Apesar da retórica de aliança incondicional e da imagem pública de afinidade quase absoluta entre Donald Trump e Benjamin Netanyahu, a relação entre Washington e Jerusalém foi atravessada por uma série de conflitos discretos, mas reveladores. Esses atritos, muitas vezes abafados em comunicados diplomáticos, mostram que o vínculo EUA–Israel no trumpismo não é tão sólido quanto parece, e que interesses estratégicos divergentes podem corroer essa parceria.

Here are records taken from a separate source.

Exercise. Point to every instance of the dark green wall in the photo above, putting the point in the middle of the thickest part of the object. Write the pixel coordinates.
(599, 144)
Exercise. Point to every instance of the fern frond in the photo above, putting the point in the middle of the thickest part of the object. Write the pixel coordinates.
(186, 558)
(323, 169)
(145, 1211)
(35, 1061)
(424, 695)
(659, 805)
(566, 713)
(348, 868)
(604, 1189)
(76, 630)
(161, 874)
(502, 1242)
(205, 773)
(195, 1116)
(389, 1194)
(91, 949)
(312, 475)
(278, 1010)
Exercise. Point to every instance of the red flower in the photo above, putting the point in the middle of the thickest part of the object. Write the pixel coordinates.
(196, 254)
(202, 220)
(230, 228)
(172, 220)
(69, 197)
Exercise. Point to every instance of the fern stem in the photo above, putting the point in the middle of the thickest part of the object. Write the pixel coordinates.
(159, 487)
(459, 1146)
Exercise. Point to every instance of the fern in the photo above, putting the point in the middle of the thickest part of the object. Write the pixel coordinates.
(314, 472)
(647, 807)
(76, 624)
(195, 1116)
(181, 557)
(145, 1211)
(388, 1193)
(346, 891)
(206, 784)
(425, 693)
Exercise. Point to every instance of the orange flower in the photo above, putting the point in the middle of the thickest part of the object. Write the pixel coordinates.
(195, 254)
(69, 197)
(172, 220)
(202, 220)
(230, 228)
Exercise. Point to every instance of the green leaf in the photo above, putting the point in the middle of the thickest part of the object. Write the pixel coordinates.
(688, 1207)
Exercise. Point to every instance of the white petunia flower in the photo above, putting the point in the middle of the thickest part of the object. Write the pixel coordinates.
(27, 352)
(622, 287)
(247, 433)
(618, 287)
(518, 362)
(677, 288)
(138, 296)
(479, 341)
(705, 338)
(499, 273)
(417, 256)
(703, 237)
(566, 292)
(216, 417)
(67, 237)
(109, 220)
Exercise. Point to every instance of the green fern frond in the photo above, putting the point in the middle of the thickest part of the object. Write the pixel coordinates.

Um dos primeiros momentos de tensão ocorreu em 2018 e 2019, quando Trump decidiu anunciar a retirada de tropas americanas da Síria. A medida, apresentada como um gesto de coerência com a agenda “America First” e de redução de custos externos, foi recebida em Israel com alarme. O temor era de que o vácuo deixado pelos EUA fortalecesse o Irã e a Turquia, colocando em risco a segurança do Estado israelense. Esse episódio expôs uma fratura clássica: o isolacionismo trumpista em choque com a necessidade israelense de manter o aparato militar americano ativo na região.

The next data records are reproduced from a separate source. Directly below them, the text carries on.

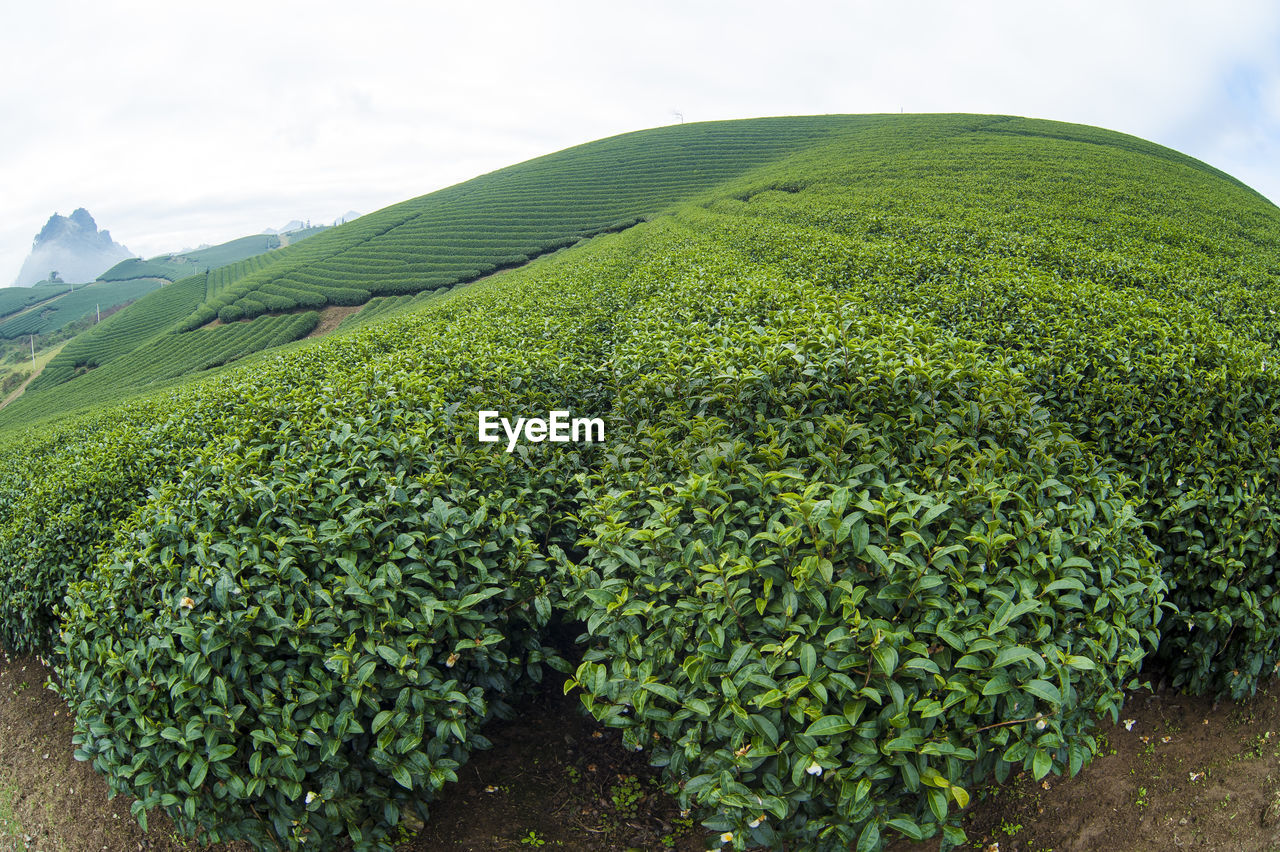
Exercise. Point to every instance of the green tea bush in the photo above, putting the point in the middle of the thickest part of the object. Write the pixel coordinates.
(77, 485)
(302, 637)
(846, 569)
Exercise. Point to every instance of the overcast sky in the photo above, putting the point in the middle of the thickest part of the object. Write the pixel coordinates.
(178, 124)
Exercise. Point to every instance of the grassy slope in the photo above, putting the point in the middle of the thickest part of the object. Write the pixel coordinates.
(425, 243)
(76, 305)
(178, 266)
(1052, 234)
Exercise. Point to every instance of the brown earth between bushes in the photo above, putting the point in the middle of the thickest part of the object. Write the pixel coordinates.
(1187, 774)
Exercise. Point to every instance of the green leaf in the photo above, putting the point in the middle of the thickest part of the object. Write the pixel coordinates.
(869, 839)
(1041, 764)
(808, 659)
(662, 690)
(906, 828)
(828, 727)
(1043, 690)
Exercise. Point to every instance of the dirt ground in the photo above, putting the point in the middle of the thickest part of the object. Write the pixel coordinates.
(1175, 773)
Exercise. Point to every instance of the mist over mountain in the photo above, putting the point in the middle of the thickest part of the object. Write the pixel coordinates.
(73, 247)
(298, 224)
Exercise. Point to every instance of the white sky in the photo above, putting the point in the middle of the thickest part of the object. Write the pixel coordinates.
(178, 124)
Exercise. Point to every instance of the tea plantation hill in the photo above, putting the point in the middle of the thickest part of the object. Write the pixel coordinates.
(927, 436)
(456, 234)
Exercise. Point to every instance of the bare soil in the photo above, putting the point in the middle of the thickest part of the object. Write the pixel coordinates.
(332, 316)
(1174, 773)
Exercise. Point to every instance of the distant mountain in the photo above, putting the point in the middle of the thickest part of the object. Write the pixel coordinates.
(72, 247)
(297, 224)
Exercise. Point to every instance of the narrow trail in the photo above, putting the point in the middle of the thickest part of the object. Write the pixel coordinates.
(41, 362)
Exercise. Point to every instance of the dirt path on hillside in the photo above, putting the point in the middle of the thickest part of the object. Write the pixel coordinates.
(41, 362)
(332, 316)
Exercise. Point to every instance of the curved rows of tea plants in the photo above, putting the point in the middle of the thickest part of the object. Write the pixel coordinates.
(118, 335)
(16, 298)
(504, 218)
(77, 305)
(202, 260)
(905, 481)
(165, 360)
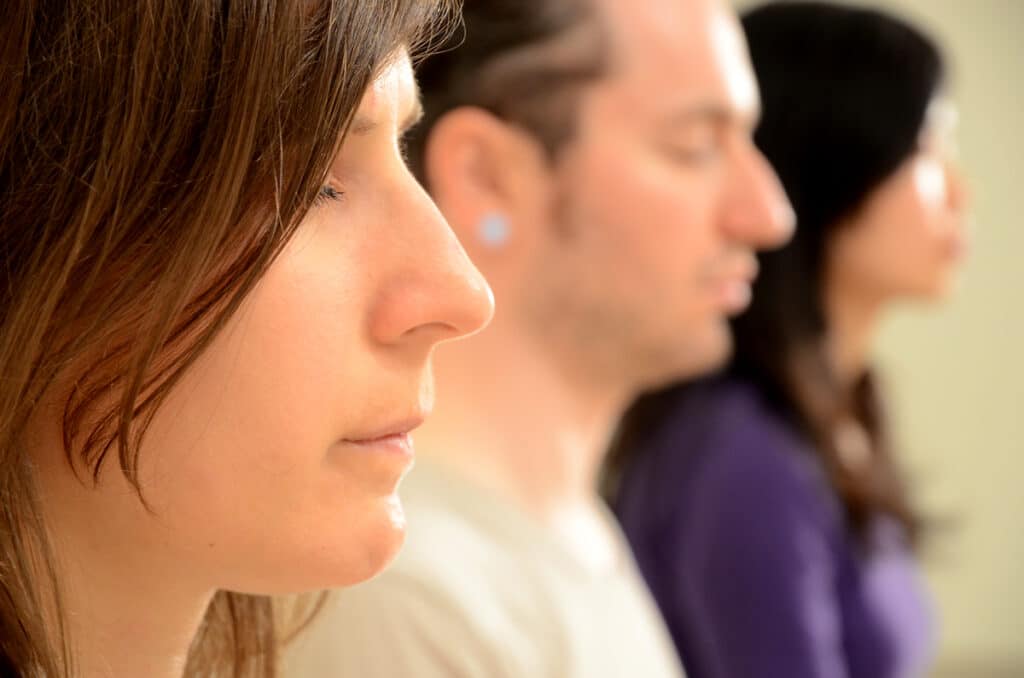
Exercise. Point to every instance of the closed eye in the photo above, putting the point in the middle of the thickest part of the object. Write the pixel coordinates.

Outro atrito se deu com a venda de caças F-35 para os Emirados Árabes Unidos, no contexto dos Acordos de Abraão. Israel inicialmente se opôs, alegando que a operação ameaçava sua superioridade militar qualitativa. Trump insistiu, como forma de consolidar a normalização árabe-israelense e garantir contratos bilionários para a indústria de defesa americana. O impasse foi contornado com compensações e garantias técnicas aos israelenses, mas o episódio evidenciou que a lógica comercial e diplomática da Casa Branca nem sempre se alinha às prioridades de segurança de Jerusalém.

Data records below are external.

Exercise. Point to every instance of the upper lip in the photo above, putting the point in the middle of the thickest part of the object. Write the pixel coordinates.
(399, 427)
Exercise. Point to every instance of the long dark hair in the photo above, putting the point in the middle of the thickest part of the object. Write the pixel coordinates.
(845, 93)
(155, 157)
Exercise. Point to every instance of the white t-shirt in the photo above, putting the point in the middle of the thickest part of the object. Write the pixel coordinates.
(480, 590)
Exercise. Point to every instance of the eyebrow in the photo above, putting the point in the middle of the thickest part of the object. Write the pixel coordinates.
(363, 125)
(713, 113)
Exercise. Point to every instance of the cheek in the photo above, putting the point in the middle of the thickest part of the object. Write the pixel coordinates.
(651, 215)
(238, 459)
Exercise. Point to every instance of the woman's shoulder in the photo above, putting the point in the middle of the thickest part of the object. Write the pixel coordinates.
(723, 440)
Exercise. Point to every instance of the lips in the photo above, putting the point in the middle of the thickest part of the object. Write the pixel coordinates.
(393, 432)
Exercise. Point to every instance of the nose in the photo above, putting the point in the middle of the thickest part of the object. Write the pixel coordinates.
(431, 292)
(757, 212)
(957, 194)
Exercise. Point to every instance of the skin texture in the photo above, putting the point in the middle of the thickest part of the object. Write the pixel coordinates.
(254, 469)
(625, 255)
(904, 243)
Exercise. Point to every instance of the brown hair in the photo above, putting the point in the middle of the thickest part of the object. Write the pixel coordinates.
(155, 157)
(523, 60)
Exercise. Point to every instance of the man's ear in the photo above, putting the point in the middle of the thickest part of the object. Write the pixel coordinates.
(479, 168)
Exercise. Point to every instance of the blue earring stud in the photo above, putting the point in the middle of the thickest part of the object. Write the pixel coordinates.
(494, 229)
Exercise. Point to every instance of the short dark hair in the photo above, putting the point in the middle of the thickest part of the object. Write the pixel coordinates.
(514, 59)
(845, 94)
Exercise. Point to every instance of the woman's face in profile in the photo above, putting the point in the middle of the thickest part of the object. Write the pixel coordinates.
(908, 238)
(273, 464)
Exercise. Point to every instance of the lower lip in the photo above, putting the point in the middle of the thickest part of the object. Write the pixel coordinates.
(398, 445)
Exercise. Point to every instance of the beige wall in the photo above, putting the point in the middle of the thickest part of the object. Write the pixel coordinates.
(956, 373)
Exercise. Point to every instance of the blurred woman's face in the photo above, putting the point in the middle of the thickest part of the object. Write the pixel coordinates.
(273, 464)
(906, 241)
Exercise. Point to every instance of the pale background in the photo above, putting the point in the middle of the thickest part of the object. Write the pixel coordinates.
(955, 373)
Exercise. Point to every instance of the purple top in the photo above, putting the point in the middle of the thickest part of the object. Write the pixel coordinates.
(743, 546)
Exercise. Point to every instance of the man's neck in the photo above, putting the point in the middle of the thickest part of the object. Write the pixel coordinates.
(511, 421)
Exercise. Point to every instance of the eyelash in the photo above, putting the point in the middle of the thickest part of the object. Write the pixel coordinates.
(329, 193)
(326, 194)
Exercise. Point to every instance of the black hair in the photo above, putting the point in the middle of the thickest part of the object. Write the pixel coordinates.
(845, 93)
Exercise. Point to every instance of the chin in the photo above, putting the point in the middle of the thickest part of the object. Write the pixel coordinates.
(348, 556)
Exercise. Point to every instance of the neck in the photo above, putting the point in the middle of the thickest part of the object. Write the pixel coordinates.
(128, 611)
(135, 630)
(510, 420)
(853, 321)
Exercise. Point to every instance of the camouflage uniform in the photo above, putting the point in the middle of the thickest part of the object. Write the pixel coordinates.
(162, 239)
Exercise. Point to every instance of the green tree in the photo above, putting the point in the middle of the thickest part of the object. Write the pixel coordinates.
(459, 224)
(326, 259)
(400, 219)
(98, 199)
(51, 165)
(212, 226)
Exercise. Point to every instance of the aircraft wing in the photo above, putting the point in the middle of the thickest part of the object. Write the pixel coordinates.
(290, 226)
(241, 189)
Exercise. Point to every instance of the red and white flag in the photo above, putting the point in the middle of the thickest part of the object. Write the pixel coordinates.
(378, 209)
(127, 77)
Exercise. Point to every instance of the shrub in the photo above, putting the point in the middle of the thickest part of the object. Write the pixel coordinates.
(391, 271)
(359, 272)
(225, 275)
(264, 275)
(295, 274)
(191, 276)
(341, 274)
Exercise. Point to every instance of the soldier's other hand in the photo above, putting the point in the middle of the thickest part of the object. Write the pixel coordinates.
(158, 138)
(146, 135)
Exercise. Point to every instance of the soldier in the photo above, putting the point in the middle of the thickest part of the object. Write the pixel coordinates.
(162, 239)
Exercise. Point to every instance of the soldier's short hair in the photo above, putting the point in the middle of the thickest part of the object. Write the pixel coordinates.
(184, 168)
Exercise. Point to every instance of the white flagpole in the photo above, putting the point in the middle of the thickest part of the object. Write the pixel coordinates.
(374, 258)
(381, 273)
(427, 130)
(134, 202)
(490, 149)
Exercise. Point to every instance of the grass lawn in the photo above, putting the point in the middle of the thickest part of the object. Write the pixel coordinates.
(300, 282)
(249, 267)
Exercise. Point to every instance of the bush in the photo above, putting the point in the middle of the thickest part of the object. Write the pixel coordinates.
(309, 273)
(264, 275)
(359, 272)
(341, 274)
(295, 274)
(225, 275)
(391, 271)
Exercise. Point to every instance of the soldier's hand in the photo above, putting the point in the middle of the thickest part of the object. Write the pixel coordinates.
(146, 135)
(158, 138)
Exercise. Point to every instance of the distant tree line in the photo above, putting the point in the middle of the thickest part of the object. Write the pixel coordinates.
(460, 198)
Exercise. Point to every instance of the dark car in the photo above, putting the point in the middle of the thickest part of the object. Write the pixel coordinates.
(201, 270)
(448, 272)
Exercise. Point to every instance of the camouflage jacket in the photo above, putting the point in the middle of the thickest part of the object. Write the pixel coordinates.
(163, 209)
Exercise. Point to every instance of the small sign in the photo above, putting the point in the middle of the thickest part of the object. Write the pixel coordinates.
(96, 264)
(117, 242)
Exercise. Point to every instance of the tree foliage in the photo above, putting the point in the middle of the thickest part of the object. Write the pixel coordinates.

O terreno da espionagem e da tecnologia também revelou rachaduras. Em 2019, surgiram acusações de que equipamentos de interceptação telefônica israelenses haviam sido encontrados em Washington, próximos à Casa Branca. Embora Netanyahu tenha negado categoricamente, a desconfiança circulou em setores do aparato de segurança americano, reforçando suspeitas antigas sobre a autonomia de Israel em operações de inteligência. Dois anos depois, em 2021, o escândalo do spyware Pegasus, desenvolvido pela NSO, mostrou que diplomatas americanos haviam sido monitorados com ferramentas israelenses. O caso aprofundou a percepção de vulnerabilidade e adicionou um componente de tensão institucional à relação bilateral.
Mais recentemente, em 2025, o ataque israelense em Doha contra dirigentes do Hamas, realizado sem coordenação prévia com Washington, desencadeou protestos do Qatar e expôs fissuras na política externa de Trump. O presidente classificou a operação como “contraproducente” e exigiu moderação, em contraste com a narrativa de apoio incondicional. Esse episódio simboliza a atual fase da relação: uma aliança estratégica inegável, mas corroída por desconfiança mútua, agendas conflitantes e custos políticos cada vez mais altos.
Esses conflitos históricos demonstram que o elo EUA–Israel dentro do trumpismo nunca foi monolítico. Ele é, na verdade, resultado de barganhas, compensações e equilíbrios instáveis, que hoje encontram no crescimento das alas supremacistas e antissemitas do MAGA um novo fator de pressão.
Charlie Kirk — catalisador da disputa

A trajetória de Charlie Kirk dentro do trumpismo ajuda a compreender a profundidade da fissura que hoje ameaça o movimento. Fundador da Turning Point USA (TPUSA), Kirk construiu uma das maiores redes de mobilização juvenil conservadora nos Estados Unidos, ocupando espaço estratégico nos campi universitários e nas redes sociais. Sempre se colocou como aliado incondicional de Donald Trump e defensor aberto de Israel, postura que o aproximou do lobby sionista e de setores evangélicos. Em Israel, era tratado como um “embaixador informal” do trumpismo entre a juventude norte-americana.
Ao mesmo tempo, Kirk se tornou alvo prioritário das alas identitárias e conspiracionistas dentro do MAGA. Desde 2019, os Groypers liderados por Nick Fuentes passaram a hostilizá-lo publicamente em eventos, acusando-o de subserviência ao lobby judaico e de traição à verdadeira agenda “America First”. Essa tensão transformou Kirk em símbolo de uma disputa maior: entre a institucionalidade pró-Israel e a militância radical que rejeita qualquer concessão a aliados estrangeiros.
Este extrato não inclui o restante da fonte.